LIHUE — Koloa’s Cecilia Lorenz was surprised to find the Starbucks at Kukui Grove Center closed Tuesday afternoon.
When she found out why, she said it was a good move.
“I didn’t know about it, but I think it’s really cool they’re taking a stand to show that type of behavior isn’t OK,” Lorenz said.
“I think it’s honorable, and I think a lot of companies can learn a thing or two from that,” she said. “People could see that if we all come together and had some more ideas and supported each other like that then it could make the world a better place.”
Starbucks Corporation closed more than 8,000 locations across the country on Tuesday afternoon for “racial-bias education” for the staff, which could cost the Seattle-based coffee chain an estimated $12 million in revenue.
Starbucks, mocked three years ago for suggesting employees discuss racial issues with customers, asked workers Tuesday to talk about race with each other.
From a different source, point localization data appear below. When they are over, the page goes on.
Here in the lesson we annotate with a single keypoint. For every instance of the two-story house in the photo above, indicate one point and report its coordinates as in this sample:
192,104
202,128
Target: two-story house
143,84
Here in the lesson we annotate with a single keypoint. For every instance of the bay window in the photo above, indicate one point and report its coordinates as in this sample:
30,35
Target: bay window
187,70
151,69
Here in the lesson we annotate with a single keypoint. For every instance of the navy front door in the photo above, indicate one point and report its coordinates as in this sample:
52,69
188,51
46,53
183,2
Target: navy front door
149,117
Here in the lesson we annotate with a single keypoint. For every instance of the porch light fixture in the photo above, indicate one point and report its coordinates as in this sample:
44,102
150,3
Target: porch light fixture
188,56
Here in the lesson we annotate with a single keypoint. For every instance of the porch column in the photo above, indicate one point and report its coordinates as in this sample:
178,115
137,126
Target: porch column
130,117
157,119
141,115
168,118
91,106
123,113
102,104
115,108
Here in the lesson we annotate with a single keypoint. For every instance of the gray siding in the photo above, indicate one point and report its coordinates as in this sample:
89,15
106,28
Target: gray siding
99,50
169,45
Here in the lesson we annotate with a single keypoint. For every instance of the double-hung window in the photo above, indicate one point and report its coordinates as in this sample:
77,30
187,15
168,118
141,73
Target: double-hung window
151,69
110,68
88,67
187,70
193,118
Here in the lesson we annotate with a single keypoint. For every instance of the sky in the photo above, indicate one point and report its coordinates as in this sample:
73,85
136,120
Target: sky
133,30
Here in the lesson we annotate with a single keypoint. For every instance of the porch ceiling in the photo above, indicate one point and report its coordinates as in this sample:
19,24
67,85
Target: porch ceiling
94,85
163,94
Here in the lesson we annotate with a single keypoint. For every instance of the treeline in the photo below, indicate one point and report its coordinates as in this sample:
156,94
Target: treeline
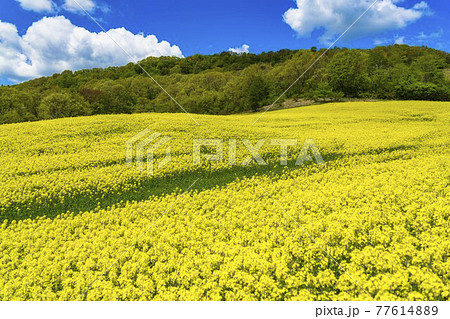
229,83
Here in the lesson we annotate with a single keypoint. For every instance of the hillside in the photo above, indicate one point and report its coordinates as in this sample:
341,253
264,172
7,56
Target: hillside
228,83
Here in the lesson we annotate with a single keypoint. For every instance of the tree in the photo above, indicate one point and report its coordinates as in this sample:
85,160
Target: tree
348,72
56,105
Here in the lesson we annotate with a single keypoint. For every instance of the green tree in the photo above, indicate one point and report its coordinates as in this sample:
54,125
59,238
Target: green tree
56,105
348,72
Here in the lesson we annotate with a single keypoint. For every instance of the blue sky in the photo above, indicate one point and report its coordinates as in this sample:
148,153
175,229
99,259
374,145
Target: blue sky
41,37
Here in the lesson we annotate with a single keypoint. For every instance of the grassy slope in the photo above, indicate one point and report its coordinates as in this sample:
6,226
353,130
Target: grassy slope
380,206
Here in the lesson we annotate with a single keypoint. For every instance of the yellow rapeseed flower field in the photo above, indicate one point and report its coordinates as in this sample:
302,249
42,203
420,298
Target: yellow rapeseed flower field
69,208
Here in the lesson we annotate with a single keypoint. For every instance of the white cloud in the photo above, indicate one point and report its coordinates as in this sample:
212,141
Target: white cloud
54,44
334,17
399,40
37,5
74,6
421,39
243,49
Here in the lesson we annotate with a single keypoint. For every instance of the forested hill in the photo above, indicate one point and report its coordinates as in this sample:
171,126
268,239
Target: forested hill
229,83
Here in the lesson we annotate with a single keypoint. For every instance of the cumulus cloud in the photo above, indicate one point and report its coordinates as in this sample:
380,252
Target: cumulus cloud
334,17
431,39
54,44
37,5
399,40
74,6
245,48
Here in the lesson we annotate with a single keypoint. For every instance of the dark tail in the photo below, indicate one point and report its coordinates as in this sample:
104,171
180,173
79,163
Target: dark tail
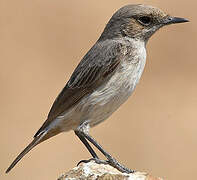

It was part of the coffee chain’s anti-bias training, created after the arrest of two black men in a Philadelphia Starbucks six weeks ago. The chain apologized but also took the dramatic step of closing its stores early for the sessions. But still to be seen is whether the training, developed with the NAACP Legal Defense and Education Fund and other groups, will prevent another embarrassing incident.
“This is not science, this is human behavior,” said Starbucks Chairman Howard Schultz. He called it the first step of many.
The training was personal, asking workers to break into small groups to talk about their experiences with race. According to training materials provided by the company, they were also asked to pair up with a co-worker and list the ways they “are different from each other.” A guidebook reminds people to “listen respectfully” and tells them to stop any conversations that get derailed.
A sign on front of the closed door to the Lihue Starbucks said: “Today our store is reconnecting with our mission and with each other. We are sharing ideas about how to make Starbucks even more welcoming.”
Iris Cassidy of Koloa stopped by the Lihue store to pick up lunch for her co-workers, but she didn’t know when the coffeehouse closure was to going to take place.
“If they’re working together to actually do that, it makes a big difference,” Cassidy said. “It helps people open their eyes a little bit more to what’s really going on.”
“Sometimes what goes on in life is more important than money, and this is a good way of showing it,” she added.
Keahi Kuahiwi of Kapaa was sitting at a table with friends outside the closed store Tuesday and thought maybe the location was closed for remodeling.
“I think it’s a solid business move,” Kuahiwi said. “To state that you’re not racist is a good statement to make too, especially if they mean it.”
He meets at Starbucks frequently with friends and was glad the store left their Wi-Fi connection available.
“I don’t mind that they’re closed and think it’s a good reason actually,” he added.